A rapid and mandatory phasing in of electrically-chargeable vehicles (EVs) in Sweden will benefit the climate, but only once the entire car parc has completed the transition.
The Chalmers University of Technology has released the findings of a scientific study into how any internal combustion engine (ICE) ban would affect emissions in the country. The Swedish government has proposed a ban to come into force in 2030, but the report suggests this alone will not be enough to meet climate targets.
‘The lifespan of the cars currently on the roads and those which would be sold before the introduction of such a restriction mean that it would take some time – around 20 years – before the full effect becomes visible,’ says Johannes Morfeldt, researcher in Physical Resource Theory at Chalmers University of Technology and lead author of the recently-published study.
While countries are looking at ICE bans to help lower pollution, the study highlights post-implementation issues. Restricting sales only eliminates part of the problem, as there will still be millions of petrol and diesel vehicles still on the roads. Depending on the average age of the car parc, it could take many more years after a sales ban before all vehicles are zero-emission.
As an example, the UK will ban the sale of petrol and diesel vehicles in 2030. However, the latest car-parc analysis by the Society of Motor Manufacturers and Traders (SMMT) suggests the average age of a car in the UK is 8.4 years. Additionally, 27.9% of the parc is over 12 years old. Therefore, it may not be until 2042 that a vast majority of UK vehicles are non-ICE. Of course, drivers may decide to hold on to their vehicles for longer rather than switch to zero-emission options, which may drive up the parc’s average age.
For Sweden to reach its climate-change goals, the government would need to implement its ICE ban by 2025. If it decides to continue on the path to 2030, the study suggests that the use of biofuels in petrol and diesel needs to increase significantly. Only then could the country achieve targets for passenger vehicles outlined in its ‘reduction obligation’
Source: Yen Strandqvist/Chalmers University of Technology
‘The results from our study show that rapid electrification of the Swedish car fleet would reduce life-cycle emissions, from 14 million tonnes of carbon dioxide in 2020 to between three and five million tonnes by the year 2045. The end result in 2045 will depend mainly on the extent to which possible emission reductions in the industry are realised,’ added Morfeldt.
A transition from petrol and diesel cars to electric cars will mean an increased demand for batteries. Batteries for electric cars are often criticised, not least for the fact that they result in high levels of greenhouse-gas emissions during manufacture.
‘There are relatively good opportunities to reduce emissions from global battery manufacturing,’ commented Morfeldt. ‘Our review of the literature on this shows that average emissions from global battery manufacture could decrease by about two thirds per kilowatt hour of battery capacity by the year 2045. However, most battery production takes place overseas, so Swedish decision-makers have more limited opportunities to influence this.’
The study indicates that, from a climate perspective, it does not matter where the emissions take place.
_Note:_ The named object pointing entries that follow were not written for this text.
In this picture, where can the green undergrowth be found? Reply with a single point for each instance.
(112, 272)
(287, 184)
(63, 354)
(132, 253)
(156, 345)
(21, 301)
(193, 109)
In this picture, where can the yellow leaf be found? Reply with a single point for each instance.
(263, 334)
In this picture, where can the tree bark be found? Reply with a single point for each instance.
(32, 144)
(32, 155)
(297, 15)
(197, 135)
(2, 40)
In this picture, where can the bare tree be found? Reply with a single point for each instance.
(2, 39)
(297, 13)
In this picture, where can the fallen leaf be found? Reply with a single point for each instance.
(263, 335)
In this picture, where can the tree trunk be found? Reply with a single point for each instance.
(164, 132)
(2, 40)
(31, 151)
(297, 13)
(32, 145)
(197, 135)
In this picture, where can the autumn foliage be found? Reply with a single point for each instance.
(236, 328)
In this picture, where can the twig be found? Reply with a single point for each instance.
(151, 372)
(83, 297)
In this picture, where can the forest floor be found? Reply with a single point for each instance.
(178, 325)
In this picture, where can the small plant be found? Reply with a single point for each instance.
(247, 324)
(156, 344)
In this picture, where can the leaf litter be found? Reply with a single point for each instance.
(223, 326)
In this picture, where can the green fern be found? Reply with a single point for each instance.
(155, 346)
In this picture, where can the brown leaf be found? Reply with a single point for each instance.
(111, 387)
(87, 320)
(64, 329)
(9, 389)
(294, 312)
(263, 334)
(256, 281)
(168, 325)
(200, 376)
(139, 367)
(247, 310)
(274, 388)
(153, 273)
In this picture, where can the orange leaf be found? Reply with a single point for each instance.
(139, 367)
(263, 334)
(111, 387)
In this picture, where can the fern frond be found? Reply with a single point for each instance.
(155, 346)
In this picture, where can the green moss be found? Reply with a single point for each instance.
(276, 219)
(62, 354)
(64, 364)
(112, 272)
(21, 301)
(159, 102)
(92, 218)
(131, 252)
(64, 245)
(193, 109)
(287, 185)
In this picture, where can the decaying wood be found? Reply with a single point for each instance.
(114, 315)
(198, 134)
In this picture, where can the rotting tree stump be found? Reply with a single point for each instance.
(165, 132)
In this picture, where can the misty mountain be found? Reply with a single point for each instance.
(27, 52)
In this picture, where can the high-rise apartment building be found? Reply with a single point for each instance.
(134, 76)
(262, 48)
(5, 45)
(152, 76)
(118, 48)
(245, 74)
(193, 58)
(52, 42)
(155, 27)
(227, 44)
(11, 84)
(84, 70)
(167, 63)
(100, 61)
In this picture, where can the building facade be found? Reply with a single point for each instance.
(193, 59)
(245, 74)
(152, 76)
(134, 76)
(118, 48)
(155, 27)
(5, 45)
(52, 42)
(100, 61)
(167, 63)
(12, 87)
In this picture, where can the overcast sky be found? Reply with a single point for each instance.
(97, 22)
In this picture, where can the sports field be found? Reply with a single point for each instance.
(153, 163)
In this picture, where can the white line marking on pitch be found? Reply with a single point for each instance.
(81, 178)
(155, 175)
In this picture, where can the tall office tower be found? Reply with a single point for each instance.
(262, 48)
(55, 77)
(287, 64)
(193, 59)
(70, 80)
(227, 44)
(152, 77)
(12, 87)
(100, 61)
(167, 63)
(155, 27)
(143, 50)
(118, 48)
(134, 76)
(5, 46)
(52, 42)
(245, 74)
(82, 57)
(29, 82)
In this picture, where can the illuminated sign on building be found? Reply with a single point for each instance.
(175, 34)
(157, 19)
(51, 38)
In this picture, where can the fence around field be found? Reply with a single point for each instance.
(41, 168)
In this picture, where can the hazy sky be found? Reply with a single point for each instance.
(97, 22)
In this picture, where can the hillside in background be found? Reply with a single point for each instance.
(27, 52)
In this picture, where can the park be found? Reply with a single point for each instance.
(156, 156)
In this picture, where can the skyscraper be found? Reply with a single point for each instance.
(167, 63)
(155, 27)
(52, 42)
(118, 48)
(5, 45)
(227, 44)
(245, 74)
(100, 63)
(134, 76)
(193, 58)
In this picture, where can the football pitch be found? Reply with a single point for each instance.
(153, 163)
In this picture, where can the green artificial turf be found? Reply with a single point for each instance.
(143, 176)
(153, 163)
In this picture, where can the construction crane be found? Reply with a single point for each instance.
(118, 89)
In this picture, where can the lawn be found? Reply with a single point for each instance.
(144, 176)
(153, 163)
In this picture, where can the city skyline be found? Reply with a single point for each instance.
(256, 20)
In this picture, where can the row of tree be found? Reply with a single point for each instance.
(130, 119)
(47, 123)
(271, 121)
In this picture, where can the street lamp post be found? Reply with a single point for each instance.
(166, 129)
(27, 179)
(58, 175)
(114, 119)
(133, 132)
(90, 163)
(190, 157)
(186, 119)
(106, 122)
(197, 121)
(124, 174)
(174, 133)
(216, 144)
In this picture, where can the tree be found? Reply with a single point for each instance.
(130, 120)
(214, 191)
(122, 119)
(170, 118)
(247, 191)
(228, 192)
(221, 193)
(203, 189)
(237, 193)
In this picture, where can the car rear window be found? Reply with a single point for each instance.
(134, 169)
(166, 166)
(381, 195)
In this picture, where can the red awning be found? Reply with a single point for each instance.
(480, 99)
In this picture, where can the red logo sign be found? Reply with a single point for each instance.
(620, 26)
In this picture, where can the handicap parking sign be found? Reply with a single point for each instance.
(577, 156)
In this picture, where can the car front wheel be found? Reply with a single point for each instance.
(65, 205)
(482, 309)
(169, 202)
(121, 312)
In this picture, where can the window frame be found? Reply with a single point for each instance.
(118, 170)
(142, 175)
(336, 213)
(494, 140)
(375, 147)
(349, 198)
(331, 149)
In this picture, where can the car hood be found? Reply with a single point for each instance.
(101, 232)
Instead, the risk with decisions taken at a national level for lowering passenger-vehicle emissions is that they could lead to increased emissions elsewhere – a phenomenon sometimes termed ‘carbon leakage’. In this case, the increase in emissions would come from greater demand for batteries.
In that case, the Swedish decision to ban ICE vehicles would not have as great an effect on reducing the climate impact as desired. The lifecycle emissions would end up in the upper range – around five million tonnes of carbon dioxide instead of around three million tonnes. Due to this, there may be reason to regulate vehicle and battery-production emissions from a lifecycle perspective.
‘Within the EU, for example, there is a discussion about setting a common standard for the manufacture of batteries and vehicles – in a similar way as there is a standard that regulates what may be emitted from exhausts,’ added Morfeldt.
‘But, given Sweden’s low emissions from electricity production, a ban on sales of new fossil-fuel cars would indeed result in a sharp reduction of the total climate impact, regardless of how the industry develops.’